7.11.21

Law in Heaven

Sunday, November 7


God is a God of love, and love is the overarching principle of His character and the foundation of His government. And because God wants us to love Him in return, He has created us as moral creatures with moral freedom, the freedom inherent in love.

And central to the idea of moral freedom is moral law. Subatomic particles, ocean waves, kangaroos, though following to some degree natural law, don’t follow or need moral law. Only moral beings do, which is why even in heaven God has a moral law for the angels.

Read Ezekiel 28:15, 16, which talks about the fall of Lucifer in heaven. “Iniquity” was found in him, and he also “sinned.” What does the use of these words here, in the context of heaven, reveal about the existence of moral law in heaven?

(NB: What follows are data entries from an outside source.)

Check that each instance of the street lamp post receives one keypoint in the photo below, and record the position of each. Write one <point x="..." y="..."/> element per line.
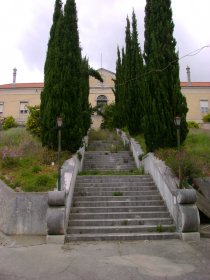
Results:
<point x="59" y="124"/>
<point x="177" y="121"/>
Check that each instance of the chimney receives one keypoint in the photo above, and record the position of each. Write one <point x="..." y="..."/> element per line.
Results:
<point x="188" y="76"/>
<point x="14" y="76"/>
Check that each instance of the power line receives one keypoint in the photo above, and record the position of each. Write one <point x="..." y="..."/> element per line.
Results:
<point x="192" y="53"/>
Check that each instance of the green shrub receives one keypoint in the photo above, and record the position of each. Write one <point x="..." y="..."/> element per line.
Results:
<point x="36" y="169"/>
<point x="33" y="121"/>
<point x="43" y="180"/>
<point x="10" y="162"/>
<point x="9" y="122"/>
<point x="192" y="124"/>
<point x="206" y="118"/>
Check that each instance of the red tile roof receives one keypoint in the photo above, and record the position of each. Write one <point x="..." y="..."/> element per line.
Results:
<point x="195" y="84"/>
<point x="22" y="85"/>
<point x="41" y="85"/>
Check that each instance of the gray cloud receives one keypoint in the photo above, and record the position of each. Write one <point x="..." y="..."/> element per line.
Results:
<point x="102" y="29"/>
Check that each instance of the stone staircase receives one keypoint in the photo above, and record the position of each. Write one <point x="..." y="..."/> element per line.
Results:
<point x="108" y="161"/>
<point x="117" y="207"/>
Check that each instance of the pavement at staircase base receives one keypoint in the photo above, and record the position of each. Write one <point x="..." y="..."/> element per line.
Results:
<point x="29" y="258"/>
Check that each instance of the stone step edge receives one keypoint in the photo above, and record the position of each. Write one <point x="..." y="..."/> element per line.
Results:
<point x="125" y="236"/>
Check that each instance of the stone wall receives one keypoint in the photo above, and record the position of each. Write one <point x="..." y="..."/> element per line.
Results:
<point x="22" y="213"/>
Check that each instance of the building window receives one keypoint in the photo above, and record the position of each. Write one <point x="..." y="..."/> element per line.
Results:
<point x="204" y="105"/>
<point x="24" y="107"/>
<point x="102" y="100"/>
<point x="1" y="108"/>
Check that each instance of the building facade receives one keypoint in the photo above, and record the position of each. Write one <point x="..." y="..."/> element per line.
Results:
<point x="16" y="97"/>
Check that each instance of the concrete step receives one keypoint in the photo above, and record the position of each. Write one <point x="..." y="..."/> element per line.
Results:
<point x="116" y="188"/>
<point x="116" y="198"/>
<point x="125" y="236"/>
<point x="114" y="178"/>
<point x="117" y="209"/>
<point x="119" y="229"/>
<point x="98" y="192"/>
<point x="115" y="184"/>
<point x="118" y="203"/>
<point x="119" y="215"/>
<point x="120" y="222"/>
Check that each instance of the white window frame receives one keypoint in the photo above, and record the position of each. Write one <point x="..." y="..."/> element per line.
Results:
<point x="1" y="108"/>
<point x="23" y="108"/>
<point x="204" y="106"/>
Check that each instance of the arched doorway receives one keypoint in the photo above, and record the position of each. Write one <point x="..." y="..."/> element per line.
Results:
<point x="101" y="100"/>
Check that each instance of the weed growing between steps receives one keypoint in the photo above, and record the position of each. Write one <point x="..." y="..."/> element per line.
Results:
<point x="159" y="228"/>
<point x="125" y="223"/>
<point x="117" y="193"/>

Both “iniquity” and “sinned” are words used here among us humans. But Scripture used the same terms for what happened in heaven, in another part of the creation itself. This should tell us something about what exists in heaven, as well as on earth.

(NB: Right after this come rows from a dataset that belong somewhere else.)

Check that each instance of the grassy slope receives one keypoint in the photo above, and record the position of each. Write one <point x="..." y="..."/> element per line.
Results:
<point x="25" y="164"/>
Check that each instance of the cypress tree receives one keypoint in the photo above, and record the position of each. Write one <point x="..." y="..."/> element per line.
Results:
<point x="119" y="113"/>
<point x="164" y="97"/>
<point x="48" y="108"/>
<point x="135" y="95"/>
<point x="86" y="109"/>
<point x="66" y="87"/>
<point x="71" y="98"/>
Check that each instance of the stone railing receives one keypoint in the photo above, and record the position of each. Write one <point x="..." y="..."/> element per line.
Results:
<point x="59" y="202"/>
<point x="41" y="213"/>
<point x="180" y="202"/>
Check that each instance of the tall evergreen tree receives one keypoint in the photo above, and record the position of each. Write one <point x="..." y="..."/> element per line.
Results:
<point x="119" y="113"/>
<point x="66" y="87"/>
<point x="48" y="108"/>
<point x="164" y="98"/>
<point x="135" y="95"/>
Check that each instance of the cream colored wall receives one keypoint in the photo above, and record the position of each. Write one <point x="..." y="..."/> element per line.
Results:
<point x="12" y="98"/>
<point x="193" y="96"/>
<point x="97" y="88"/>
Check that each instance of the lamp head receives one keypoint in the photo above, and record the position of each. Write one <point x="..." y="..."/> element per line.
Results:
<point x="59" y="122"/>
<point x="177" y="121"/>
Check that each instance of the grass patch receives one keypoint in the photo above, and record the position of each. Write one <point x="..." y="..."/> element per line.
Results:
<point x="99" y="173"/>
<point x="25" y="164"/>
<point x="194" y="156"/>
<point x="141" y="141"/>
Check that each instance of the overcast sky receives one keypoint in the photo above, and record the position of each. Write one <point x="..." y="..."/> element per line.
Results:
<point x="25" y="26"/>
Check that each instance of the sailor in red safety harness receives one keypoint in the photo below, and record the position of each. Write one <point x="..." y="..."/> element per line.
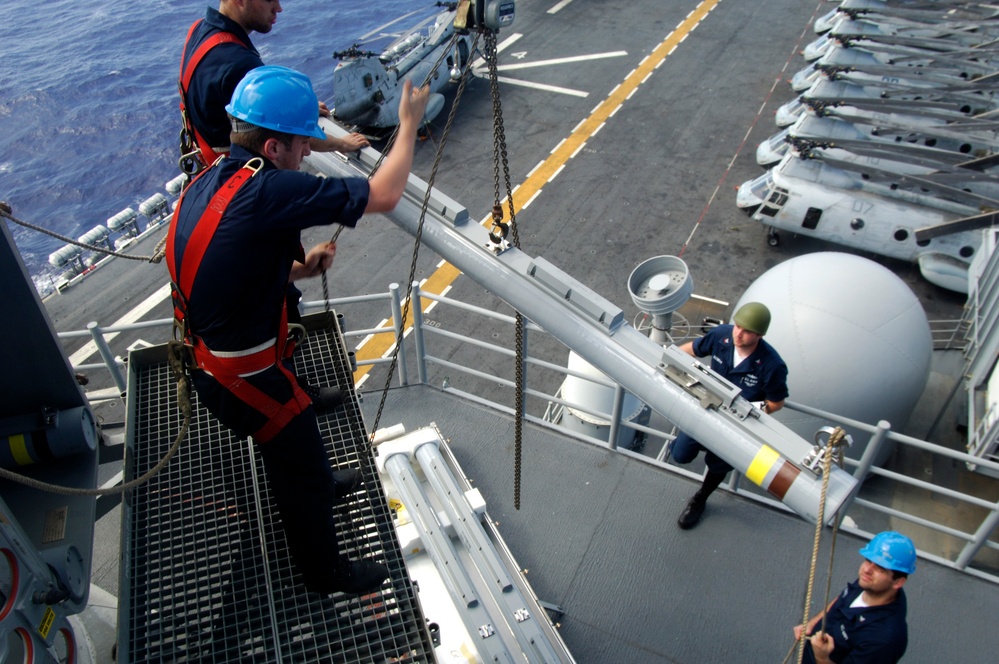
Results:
<point x="232" y="250"/>
<point x="217" y="55"/>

“What shall we say then? Is the law sin? God forbid. Nay, I had not known sin, but by the law: for I had not known lust, except the law had said, Thou shalt not covet” (Romans 7:7). How might the same idea, at least in principle, exist in heaven, where moral beings — angels — exist, as well? 

As Ellen G. White explains: “The will of God is expressed in the precepts of His holy law, and the principles of this law are the principles of heaven. The angels of heaven attain unto no higher knowledge than to know the will of God, and to do His will is the highest service that can engage their powers.” — Thoughts From the Mount of Blessing, p. 109.

Heaven, earth — it doesn’t matter: if God has moral beings, He will have a moral law to govern them, and violation of that law, in heaven or on earth, is sin.

Why is the idea of a moral law inseparable from the idea of moral beings? Without that law, what would define what is moral and what is not?